A Banca Examinadora foi presidida pela Professora Doutora Elizabeth Miranda de Lima (Universidade Federal do Acre – UFAC) e composta pela Professora Doutora Rosa Elizabeth Acevedo Marin (Universidade Federal do Pará – UFPA), pelo Professor Doutor Mário Cesar Silva Leite (Universidade Federal do Mato Grosso – UFMT), pelo Professor Doutor Luis Balkar Sá Peixoto Pinheiro (Universidade Federal do Amazonas – UFAM) e pela Professora Doutora Odete Burgeile (Universidade Federal de Rondônia – UNIR).

O parecer da Banca Examinadora ressaltou a qualidade e originalidade da tese e recomendou sua publicação.

“A Banca Examinadora, de forma unânime, decidiu pela aprovação da Tese, destacando sua originalidade e qualidade, recomendando “fortemente” sua publicação, além de parabenizar o professor e a Instituição.

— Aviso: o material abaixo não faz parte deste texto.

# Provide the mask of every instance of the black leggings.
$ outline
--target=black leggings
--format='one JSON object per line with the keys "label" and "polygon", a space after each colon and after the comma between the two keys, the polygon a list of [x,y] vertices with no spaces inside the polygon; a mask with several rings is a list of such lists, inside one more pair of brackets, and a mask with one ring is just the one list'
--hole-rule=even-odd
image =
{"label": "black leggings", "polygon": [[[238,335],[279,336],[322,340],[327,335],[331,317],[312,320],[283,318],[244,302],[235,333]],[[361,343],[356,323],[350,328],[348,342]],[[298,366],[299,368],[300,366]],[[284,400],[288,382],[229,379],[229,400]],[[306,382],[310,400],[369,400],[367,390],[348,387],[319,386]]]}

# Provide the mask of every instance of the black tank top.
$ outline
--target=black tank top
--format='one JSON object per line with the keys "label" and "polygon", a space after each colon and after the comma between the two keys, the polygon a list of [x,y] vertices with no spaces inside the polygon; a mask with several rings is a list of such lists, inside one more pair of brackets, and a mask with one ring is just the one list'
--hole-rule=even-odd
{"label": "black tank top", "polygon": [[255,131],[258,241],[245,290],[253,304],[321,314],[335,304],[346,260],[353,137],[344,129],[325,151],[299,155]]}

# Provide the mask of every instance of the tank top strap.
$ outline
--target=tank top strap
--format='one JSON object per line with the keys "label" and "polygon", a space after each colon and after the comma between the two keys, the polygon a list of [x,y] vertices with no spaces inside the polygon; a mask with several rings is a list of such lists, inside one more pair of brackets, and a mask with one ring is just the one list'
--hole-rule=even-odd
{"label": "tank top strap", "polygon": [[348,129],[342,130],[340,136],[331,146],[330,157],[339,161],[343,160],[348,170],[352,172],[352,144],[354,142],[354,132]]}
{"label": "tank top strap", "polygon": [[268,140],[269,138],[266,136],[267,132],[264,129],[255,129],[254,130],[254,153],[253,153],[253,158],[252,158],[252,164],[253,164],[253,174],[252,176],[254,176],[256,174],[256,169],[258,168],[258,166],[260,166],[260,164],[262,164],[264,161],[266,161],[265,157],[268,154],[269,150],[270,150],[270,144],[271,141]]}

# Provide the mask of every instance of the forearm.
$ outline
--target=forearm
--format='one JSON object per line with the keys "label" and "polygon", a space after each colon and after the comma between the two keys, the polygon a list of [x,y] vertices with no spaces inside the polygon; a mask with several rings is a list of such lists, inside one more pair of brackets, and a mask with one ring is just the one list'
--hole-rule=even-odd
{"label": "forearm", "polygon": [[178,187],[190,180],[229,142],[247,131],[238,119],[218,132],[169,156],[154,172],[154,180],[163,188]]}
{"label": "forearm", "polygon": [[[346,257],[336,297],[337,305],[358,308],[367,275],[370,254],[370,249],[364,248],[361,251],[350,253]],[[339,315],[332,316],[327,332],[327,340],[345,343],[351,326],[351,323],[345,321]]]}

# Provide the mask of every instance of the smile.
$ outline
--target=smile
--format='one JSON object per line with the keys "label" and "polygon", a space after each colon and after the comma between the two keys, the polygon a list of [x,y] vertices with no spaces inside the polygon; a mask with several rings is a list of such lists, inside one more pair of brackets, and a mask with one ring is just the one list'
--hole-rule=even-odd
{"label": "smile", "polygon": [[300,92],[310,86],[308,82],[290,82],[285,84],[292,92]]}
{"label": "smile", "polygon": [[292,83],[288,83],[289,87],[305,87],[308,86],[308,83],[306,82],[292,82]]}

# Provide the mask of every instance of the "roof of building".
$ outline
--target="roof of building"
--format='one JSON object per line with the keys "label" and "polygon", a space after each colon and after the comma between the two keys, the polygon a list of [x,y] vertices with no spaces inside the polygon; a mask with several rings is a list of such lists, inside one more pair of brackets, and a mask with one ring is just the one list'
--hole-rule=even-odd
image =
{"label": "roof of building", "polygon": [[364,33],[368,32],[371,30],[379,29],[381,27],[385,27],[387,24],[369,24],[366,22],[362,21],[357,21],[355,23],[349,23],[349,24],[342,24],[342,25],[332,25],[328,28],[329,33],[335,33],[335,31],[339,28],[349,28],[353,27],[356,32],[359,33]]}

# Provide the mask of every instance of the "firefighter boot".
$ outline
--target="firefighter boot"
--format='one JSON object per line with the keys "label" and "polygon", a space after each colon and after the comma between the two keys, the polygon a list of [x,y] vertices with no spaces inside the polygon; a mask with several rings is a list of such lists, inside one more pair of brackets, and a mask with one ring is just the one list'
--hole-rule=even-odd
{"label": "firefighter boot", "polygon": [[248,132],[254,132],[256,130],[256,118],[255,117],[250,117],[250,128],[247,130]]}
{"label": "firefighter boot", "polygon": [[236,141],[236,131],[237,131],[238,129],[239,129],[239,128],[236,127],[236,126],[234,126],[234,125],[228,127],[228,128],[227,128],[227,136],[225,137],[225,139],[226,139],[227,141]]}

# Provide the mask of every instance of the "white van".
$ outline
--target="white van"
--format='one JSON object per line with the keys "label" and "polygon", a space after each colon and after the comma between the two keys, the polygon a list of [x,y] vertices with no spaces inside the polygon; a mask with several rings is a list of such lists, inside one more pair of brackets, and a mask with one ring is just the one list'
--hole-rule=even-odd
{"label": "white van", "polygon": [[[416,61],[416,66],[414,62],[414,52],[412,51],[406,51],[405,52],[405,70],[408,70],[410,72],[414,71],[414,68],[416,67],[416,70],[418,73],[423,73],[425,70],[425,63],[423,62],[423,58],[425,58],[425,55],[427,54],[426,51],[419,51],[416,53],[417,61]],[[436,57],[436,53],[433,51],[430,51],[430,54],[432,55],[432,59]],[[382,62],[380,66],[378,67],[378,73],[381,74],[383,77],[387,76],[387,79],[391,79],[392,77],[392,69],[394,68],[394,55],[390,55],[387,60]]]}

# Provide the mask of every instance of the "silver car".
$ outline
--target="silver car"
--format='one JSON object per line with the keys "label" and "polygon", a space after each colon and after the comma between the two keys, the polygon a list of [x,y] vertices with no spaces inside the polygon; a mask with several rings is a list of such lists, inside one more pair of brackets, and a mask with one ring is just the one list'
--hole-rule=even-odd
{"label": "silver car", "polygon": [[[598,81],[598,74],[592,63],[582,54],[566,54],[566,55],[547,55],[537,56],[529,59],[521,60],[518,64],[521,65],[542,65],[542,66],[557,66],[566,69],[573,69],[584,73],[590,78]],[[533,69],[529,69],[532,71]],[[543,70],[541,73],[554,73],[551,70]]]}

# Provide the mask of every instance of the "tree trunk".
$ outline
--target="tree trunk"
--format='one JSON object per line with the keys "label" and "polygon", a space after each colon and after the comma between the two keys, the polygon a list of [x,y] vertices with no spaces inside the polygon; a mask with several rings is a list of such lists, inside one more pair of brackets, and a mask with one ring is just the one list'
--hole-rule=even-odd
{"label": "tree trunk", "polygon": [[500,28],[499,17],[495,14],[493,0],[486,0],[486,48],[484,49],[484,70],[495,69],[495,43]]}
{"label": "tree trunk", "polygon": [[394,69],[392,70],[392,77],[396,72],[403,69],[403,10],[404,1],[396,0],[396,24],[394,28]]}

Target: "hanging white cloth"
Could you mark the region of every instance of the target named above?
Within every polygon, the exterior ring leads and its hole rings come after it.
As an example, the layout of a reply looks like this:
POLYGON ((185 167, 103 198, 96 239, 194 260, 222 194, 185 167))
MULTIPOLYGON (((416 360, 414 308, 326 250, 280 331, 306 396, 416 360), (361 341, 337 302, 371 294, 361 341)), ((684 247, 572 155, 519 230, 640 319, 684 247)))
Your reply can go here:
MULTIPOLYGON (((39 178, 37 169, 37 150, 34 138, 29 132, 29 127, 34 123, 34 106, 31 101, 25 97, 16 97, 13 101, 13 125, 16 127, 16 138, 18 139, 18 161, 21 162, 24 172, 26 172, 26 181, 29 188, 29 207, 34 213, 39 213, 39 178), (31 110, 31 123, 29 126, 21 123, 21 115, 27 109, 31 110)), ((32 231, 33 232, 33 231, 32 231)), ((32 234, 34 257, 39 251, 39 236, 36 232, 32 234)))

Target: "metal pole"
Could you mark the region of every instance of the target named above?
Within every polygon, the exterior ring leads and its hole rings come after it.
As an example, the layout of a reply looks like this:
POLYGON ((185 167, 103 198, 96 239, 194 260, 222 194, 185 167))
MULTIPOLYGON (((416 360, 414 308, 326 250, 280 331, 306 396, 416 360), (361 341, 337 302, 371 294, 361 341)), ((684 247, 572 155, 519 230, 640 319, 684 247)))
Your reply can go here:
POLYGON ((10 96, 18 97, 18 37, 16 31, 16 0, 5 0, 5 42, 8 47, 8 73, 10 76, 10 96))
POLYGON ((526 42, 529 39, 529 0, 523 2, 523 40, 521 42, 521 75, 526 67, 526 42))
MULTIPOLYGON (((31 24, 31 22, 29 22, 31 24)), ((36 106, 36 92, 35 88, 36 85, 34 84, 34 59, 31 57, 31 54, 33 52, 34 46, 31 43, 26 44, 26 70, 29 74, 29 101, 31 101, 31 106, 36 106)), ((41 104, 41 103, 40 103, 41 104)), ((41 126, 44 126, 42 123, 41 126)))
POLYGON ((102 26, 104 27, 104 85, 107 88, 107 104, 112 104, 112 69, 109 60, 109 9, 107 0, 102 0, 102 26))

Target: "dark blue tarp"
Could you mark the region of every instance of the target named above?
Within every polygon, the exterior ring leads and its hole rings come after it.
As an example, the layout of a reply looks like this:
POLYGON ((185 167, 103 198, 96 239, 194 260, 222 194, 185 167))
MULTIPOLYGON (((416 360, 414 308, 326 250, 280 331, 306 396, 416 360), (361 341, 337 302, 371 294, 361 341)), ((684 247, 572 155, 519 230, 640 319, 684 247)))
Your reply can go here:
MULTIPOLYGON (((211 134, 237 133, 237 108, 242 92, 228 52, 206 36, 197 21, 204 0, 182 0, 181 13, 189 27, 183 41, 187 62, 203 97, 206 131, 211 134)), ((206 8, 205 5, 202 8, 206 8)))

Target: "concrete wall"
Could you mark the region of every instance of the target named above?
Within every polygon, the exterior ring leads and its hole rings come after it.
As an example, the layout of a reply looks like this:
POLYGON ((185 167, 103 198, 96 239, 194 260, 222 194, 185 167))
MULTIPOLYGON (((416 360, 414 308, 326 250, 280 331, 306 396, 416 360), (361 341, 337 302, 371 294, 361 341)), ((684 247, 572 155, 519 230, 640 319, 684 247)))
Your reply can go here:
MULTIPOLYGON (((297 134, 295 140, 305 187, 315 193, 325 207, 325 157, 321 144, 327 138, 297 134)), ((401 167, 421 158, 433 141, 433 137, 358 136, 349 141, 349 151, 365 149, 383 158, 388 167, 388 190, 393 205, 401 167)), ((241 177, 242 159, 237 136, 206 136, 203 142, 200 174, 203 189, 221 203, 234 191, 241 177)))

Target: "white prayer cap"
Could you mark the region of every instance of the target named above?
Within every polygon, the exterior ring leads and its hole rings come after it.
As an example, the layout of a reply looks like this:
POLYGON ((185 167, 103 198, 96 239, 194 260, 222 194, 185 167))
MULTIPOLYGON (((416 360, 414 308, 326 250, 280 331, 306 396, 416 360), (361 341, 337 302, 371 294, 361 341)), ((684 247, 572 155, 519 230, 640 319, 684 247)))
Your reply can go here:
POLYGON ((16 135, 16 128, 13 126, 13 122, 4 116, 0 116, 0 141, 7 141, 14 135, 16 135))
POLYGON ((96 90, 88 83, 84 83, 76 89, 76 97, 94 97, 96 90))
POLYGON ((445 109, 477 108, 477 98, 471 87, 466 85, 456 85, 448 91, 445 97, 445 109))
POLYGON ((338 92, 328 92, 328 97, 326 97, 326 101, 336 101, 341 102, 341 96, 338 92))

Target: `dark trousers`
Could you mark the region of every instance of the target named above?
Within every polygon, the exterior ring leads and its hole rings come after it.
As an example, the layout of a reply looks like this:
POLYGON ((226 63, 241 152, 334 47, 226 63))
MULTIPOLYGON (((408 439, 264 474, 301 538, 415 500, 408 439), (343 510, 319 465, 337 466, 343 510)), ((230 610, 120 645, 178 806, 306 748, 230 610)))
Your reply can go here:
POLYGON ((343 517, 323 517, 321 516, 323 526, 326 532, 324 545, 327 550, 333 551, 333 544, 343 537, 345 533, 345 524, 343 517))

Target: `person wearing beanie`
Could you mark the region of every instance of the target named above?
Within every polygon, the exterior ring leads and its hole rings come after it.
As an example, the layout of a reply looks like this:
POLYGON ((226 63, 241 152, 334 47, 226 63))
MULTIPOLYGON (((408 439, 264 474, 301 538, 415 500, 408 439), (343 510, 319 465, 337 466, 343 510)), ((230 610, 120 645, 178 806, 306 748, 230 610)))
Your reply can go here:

Considerando a análise da defesa e arguição realizadas, o Professor Dr. Gerson Rodrigues de Albuquerque foi considerado Aprovado com distinção em sua solicitação de progressão funcional ao cargo de Professor Titular.” (Ata de Defesa, 2019)

“Uma certa cidade na Amazônia acreana” é um estudo sobre a cidade de Rio Branco e sua multiplicidade de sujeitos e histórias, impossíveis de serem condensadas um UMA história da cidade.

“Este estudo tem como objeto/sujeito a cidade de Rio Branco e, nesse sentido, o rio Acre e suas gentes, seus inúmeros seres, suas florestas e suas outras cidades. Um estudo sobre as formas como diferentes sujeitos imaginaram/imaginam a capital da Amazônia acreana, uma cidade marcada pela multiplicidade de vidas e de interdições em seu percurso histórico, marcada pelo signo do descontínuo, da violência em muitas faces, da paixão intensa de seus habitantes, da tristeza e da alegria de ser algo irresoluto, inacabado, em eterno devir. Uma cidade tecida em muitas faces, memórias, narrativas.”, explica Gerson Albuquerque.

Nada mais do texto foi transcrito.